Impatient with the slow pace of international climate change negotiations, a small group of countries led by the United States is starting a program to reduce emissions of common pollutants that contribute to rapid climate change and widespread health problems.
Secretary of State Hillary Rodham Clinton plans to announce the initiative at the State Department on Thursday accompanied by officials from Bangladesh, Canada, Ghana, Mexico, Sweden and the United Nations Environment Program.
The plan will address short-lived pollutants like soot (also referred to as black carbon), methane and hydrofluorocarbons that have an outsize influence on global warming, accounting for 30 to 40 percent of global warming. Soot from diesel exhausts and the burning of wood, agricultural waste and dung for heating and cooking causes an estimated two million premature deaths a year, particularly in the poorest countries.
Scientists say that concerted action on these substances can reduce global temperatures by 0.5 degrees Celsius by 2050 and prevent millions of cases of lung and heart disease by 2030.
This is very much in the win-win category good on climate at the same time that it’s good on health, food production and energy, said Todd D. Stern, the State Department’s special envoy for climate change.
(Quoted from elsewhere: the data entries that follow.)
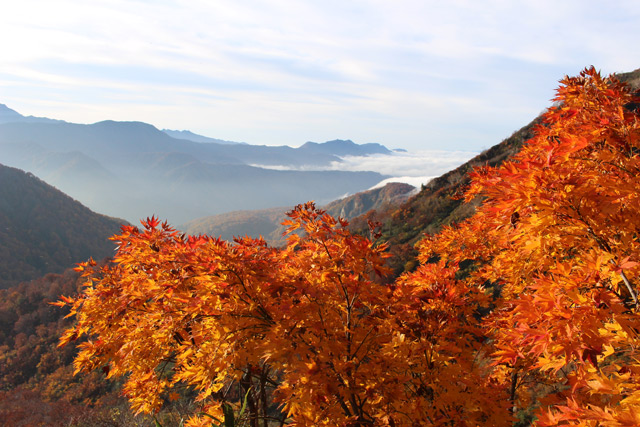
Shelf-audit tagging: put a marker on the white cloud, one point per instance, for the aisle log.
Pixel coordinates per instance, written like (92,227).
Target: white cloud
(407,74)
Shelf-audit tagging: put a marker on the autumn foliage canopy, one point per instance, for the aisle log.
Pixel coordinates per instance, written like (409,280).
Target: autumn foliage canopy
(530,305)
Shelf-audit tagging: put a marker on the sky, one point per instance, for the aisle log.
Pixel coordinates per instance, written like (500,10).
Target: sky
(413,74)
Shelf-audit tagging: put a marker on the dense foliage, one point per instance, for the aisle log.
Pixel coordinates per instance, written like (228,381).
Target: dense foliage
(527,309)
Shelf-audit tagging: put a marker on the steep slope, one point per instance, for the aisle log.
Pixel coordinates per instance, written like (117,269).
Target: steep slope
(267,222)
(133,170)
(436,204)
(43,230)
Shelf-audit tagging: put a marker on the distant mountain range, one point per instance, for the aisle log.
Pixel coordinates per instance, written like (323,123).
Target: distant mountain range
(133,170)
(44,231)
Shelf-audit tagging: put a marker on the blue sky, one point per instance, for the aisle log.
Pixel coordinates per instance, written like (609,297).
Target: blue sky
(419,75)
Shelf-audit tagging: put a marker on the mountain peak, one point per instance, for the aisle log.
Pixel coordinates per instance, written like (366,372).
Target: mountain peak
(344,147)
(8,113)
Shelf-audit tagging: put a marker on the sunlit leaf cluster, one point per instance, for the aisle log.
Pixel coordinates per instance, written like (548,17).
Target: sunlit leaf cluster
(529,306)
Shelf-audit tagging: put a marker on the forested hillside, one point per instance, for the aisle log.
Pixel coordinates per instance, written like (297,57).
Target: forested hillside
(42,230)
(267,222)
(525,312)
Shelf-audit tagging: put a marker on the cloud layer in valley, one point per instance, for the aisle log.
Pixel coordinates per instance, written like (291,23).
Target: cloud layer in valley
(412,168)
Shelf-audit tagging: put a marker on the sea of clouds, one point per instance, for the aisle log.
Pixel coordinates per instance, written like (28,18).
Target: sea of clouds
(414,168)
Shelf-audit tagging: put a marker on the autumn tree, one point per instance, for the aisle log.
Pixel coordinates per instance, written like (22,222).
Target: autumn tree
(530,303)
(558,234)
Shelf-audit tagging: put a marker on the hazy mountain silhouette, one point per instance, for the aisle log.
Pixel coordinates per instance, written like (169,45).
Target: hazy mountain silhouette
(42,230)
(133,170)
It’s not a negotiation over who takes what targets, he said, but a voluntary partnership aimed at producing tangible results in a relatively short period of time.
The United States intends to contribute $12 million and Canada $3 million over two years to get the program off the ground and to help recruit other countries to participate. The United Nations Environment Program will run the project.
Officials hope that by tackling these fast-acting, climate-changing agents they can get results quicker than through the laborious and highly political negotiations conducted under the United Nations Framework Convention on Climate Change, or U.N.F.C.C.C. That process, involving more than 190 nations, grinds on year after year with incremental political progress but little real impact on the climate.
At the most recent United Nations climate summit meeting, in Durban, South Africa, negotiators agreed to try to produce a binding global climate change treaty by 2015, to take effect after 2020. Many scientists say that irreversible damage to the atmosphere will be done before then.